Stand on the first tee at The Keep and the ground seems to fall away in every direction. Wind brushes your sleeves, a blue gulf of sky opens beyond the cliff edge, and, as co-designer Bill Bergin puts it, you can “see 75 miles.” This is mountain golf at The McLemore that refuses the usual compromises. Built atop a plateau on Lookout Mountain in northwest Georgia., The Keep is a cliffside stunner with five holes flirting with the rim – and a personality all its own.
“Mike Keiser famously said, one course is a curiosity and two is a destination,” says Craig Falanga, McLemore’s head of sales and marketing. “We’ve got a destination.”
Thirty minutes south of Chattanooga, Tenn., The Keep officially opened October 1 after a year of preview play, joining the renovated Highlands Course and the new Cloudland hotel to complete McLemore’s above-the-clouds triad.
Bergin, a former tour player who co-designed both courses with Rees Jones, calls The Keep “one of a kind.” It’s open and wind-swept, yet not linksland; a mountain course with rock underfoot, yet remarkably walkable.
The team moved surprisingly little earth – “a tough build that looks easy” – and left expressive rock outcrops where they belonged, fitting the course into the Lookout Mountain vernacular where houses “feel like they’re growing out of a rock formation.”
The result is both dramatic and playable.
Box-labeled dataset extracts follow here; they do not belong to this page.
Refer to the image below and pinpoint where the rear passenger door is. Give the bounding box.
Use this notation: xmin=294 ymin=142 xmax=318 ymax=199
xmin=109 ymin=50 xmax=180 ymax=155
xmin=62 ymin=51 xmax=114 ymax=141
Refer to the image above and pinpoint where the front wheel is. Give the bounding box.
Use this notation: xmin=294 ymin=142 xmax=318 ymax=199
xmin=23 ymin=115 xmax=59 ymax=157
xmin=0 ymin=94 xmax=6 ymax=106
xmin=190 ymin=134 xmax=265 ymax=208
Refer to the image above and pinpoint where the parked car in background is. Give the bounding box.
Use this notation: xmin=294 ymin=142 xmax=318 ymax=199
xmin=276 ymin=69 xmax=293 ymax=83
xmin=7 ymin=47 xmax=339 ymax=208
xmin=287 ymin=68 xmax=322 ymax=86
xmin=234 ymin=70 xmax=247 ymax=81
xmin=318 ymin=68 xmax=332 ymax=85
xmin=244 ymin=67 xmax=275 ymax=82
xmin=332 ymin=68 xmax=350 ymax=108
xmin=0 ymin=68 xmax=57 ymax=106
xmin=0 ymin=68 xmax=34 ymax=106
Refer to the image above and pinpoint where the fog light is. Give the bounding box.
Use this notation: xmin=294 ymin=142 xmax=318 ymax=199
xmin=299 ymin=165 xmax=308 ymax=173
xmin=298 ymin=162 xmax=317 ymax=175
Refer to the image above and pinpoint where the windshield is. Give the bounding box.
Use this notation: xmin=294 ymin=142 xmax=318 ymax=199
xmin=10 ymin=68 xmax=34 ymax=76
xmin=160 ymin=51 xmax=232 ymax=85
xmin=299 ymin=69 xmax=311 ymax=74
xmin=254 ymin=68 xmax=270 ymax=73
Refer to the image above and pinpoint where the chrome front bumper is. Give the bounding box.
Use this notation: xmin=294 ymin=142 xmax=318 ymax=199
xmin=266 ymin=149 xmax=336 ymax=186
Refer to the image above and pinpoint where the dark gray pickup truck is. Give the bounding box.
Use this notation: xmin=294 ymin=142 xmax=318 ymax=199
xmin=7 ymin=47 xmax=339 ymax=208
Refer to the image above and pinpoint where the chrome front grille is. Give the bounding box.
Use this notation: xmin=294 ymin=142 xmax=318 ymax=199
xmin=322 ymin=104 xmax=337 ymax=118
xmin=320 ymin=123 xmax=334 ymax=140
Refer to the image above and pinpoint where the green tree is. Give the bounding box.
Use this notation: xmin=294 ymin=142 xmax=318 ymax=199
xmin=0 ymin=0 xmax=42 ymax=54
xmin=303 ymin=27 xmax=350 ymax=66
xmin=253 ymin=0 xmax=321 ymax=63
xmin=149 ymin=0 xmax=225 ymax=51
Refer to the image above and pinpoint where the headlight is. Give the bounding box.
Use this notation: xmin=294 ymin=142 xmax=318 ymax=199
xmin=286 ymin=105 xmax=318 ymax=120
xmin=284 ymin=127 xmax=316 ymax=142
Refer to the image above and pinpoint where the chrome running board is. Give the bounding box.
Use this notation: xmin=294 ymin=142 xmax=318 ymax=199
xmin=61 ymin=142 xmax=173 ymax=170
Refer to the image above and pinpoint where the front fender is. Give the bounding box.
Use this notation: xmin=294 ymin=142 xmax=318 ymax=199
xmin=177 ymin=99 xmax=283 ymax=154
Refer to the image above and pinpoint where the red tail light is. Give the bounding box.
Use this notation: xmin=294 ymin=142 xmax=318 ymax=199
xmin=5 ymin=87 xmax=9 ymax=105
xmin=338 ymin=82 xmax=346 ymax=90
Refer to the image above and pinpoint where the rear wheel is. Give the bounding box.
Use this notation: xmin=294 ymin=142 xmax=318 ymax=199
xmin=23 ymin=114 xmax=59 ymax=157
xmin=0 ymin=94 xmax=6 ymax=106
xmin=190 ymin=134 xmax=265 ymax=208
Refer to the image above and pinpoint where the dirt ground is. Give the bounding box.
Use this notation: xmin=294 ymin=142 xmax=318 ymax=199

Yardage stretches beyond 7,700 from the tips but scales down to roughly 4,200, with Stadium zoysia providing the firm rollout that makes wind part of the chess match. Holes are distinct and memorable, offering a scoring chance “each time we climb a hill,” Bergin notes. Every hole is easily recalled after the round, but some of the most memorable include the split-fairway, par-5 second; the long, cliffside par-3 eighth with reverse-Redan intent and a kick-slope that echoes the mountain across the valley; the rock-guarded 17th that “looks like Disney World – except everything’s real,” Bergin says; and a fantastic finisher where the wind can turn your approach from wedge to 5-iron.
If Highlands put McLemore on the map, The Keep redraws it. The Highlands’ 18th – reborn in 2021 during a Jones–Bergin renovation – is already a star, ranked among the nation’s best finishing holes for its cliff-hugging drama. That hole, Bergin admits, unlocked everything that followed: the siting of the hotel, the confidence to route along the rim, the invitation to think bigger. On Highlands, the architects also “created more room to play less-than-perfect golf,” a philosophy The Keep amplifies by pairing visual theater with forgiving corridors and smart angles.
McLemore’s destination credentials extend beyond the scorecard. Falanga points out the rare convenience: “For a destination golf resort to be 30 minutes from a metropolitan area is pretty unique.”
Chattanooga – booming with an aquarium, museums, a growing food scene, and Civil War sites – is down the mountain, while Cloudland crowns the property with a Curio Collection hotel (opened in 2024), cliff-edge infinity pool, full-service spa, and four restaurants.
Golfers and families find options: a six-hole short course, a lighted Himalayas-style putting course, and a Toptracer range. The lodging mix includes the hotel and roughly 30 private homes on rental, making buddy trips and couples’ escapes equally at home.
That constant horizon might distract you, but it’s also the point. At The Keep, the game and the setting are in dialogue: wind versus angle, nerve versus edge, modern playability etched into ancient stone. Two courses, one vision – curiosity no more, a destination at last.